The Polish Studies Initiative (PSI) at Ohio State welcomed Dr. Irina Grudzinska Gross of Princeton University to campus on October 16, 2014. Grudzinska Gross discussed the complicated figure of Czeslaw Milosz, a Polish poet who won the Nobel Prize in Literature in 1980.
Living in Warsaw during World War II, Milosz saw firsthand the devastation of Poland and struggled to reconcile partisan efforts against Nazi and then Soviet forces. Most controversially, Milosz questioned the efficacy of the Warsaw Uprising. Much of Milosz’s poetry published during these years, as analyzed by Grudzinska Gross, highlights the competing forces of Polish patriotism and horror at Polish society willfully ignoring the plight of Polish Jews and the futility of the Warsaw Uprising.
Milosz later immigrated to the United States where he distanced himself from some of his poems from the World War II period, rejecting direct analyses of these works.
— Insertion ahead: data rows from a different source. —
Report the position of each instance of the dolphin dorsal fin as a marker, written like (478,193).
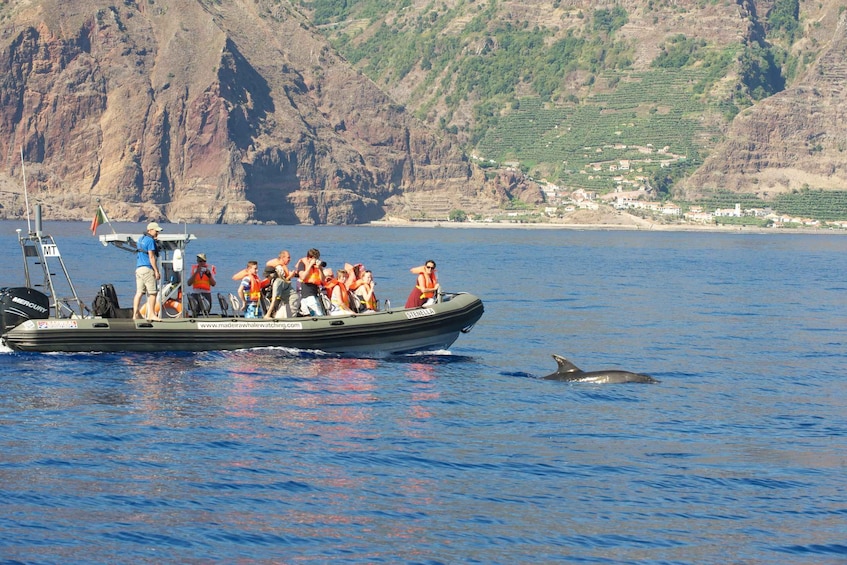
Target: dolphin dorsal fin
(566,366)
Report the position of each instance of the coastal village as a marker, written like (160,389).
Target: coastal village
(639,202)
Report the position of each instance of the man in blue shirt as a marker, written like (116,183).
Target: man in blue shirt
(147,272)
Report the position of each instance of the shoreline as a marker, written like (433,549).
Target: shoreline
(603,227)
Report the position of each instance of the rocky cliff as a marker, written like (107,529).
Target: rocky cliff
(794,139)
(194,111)
(239,111)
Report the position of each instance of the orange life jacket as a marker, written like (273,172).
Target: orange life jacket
(371,304)
(201,281)
(313,276)
(429,283)
(330,286)
(255,291)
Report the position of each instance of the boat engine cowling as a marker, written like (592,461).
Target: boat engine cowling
(19,304)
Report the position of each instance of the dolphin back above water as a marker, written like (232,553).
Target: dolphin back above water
(567,371)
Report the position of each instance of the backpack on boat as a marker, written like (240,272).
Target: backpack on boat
(106,304)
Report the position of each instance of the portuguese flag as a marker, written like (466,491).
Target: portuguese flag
(99,218)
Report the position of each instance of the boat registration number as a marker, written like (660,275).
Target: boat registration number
(56,324)
(422,313)
(231,325)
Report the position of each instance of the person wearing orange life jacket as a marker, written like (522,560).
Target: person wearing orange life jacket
(365,292)
(250,291)
(339,296)
(426,286)
(308,270)
(201,281)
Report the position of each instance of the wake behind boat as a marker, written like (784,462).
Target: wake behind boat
(43,320)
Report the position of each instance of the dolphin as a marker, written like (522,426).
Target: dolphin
(567,371)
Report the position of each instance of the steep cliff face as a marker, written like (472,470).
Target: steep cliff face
(793,139)
(205,112)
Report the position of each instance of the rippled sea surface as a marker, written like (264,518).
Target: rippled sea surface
(738,455)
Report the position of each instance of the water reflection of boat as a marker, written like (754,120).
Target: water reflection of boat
(41,319)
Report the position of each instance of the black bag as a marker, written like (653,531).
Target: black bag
(106,304)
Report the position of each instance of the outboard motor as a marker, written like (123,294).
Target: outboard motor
(19,304)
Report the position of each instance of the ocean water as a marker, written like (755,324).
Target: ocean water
(462,456)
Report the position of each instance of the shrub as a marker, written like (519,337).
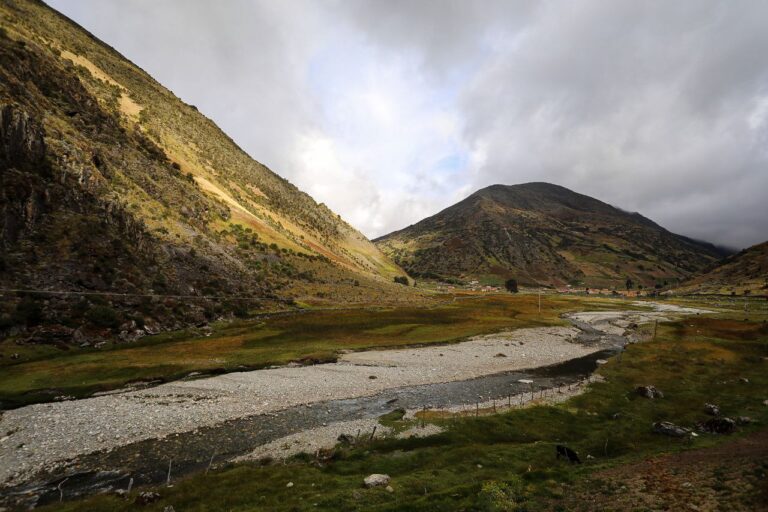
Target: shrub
(103,316)
(28,312)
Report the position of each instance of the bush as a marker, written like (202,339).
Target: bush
(28,312)
(103,316)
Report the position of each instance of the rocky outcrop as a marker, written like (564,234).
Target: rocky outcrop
(22,140)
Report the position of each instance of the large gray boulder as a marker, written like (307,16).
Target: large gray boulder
(376,480)
(670,429)
(649,392)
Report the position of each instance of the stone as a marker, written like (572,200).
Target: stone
(649,392)
(670,429)
(719,426)
(376,480)
(147,497)
(345,439)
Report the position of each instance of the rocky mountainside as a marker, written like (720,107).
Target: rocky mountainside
(543,234)
(112,186)
(743,273)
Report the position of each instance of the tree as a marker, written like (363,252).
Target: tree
(511,285)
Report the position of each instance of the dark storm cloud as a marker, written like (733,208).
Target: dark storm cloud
(389,111)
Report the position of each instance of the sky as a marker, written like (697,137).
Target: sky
(389,111)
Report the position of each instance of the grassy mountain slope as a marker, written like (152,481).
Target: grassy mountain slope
(544,234)
(742,273)
(109,183)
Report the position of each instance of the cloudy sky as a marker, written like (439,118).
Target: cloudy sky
(390,110)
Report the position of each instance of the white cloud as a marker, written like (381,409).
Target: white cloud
(390,111)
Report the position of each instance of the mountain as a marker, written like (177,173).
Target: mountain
(543,234)
(114,188)
(743,273)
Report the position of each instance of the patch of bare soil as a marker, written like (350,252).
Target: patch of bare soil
(728,477)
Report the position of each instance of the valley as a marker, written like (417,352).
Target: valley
(441,325)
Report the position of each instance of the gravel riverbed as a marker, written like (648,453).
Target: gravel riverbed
(45,436)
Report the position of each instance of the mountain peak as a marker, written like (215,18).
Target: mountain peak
(543,233)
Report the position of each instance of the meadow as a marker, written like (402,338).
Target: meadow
(507,461)
(44,372)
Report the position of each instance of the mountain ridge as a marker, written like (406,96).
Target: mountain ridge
(112,184)
(524,231)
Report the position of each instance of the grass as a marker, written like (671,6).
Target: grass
(506,461)
(41,374)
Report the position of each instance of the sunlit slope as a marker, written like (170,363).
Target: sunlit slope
(112,185)
(541,233)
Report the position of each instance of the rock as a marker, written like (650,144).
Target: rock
(376,480)
(345,439)
(649,392)
(719,426)
(670,429)
(22,140)
(147,497)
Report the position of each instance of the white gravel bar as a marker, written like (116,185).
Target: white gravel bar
(44,436)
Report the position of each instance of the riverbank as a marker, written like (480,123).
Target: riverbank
(47,436)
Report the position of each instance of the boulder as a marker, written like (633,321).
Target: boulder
(376,480)
(719,426)
(345,439)
(147,497)
(670,429)
(649,392)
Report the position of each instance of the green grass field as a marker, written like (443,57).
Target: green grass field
(506,461)
(44,372)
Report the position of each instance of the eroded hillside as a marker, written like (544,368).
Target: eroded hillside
(111,184)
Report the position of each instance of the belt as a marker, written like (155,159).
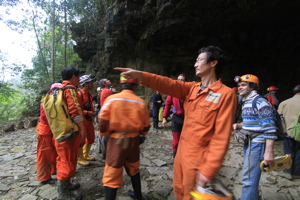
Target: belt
(124,136)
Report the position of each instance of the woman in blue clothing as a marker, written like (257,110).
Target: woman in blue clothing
(260,124)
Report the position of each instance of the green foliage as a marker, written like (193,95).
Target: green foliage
(11,102)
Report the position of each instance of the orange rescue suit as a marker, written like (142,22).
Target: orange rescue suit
(68,151)
(46,152)
(123,117)
(206,130)
(88,121)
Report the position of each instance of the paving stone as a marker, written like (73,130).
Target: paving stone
(48,191)
(4,187)
(28,197)
(18,178)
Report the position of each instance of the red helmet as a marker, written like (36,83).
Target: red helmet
(125,80)
(271,88)
(234,89)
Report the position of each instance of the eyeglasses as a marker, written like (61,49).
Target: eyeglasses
(237,79)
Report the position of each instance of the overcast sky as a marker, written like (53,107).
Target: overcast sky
(20,48)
But as the 70th anniversary of the Warsaw Uprising was marked this year, Grudzinska Gross’ lecture was a timely opportunity to revisit Milosz’s work.
In spring 2014, PSI organized a Polish-Jewish studies workshop to assess this emerging field and highlight opportunities for further research and devise a model curriculum. Grudzinska Gross was one of the co-organizers of the workshop, and will be hosting a follow-up meeting in spring 2015 at Princeton University. Her lecture was an opportunity for the Ohio State and the Columbus community to engage more broadly with these complicated questions.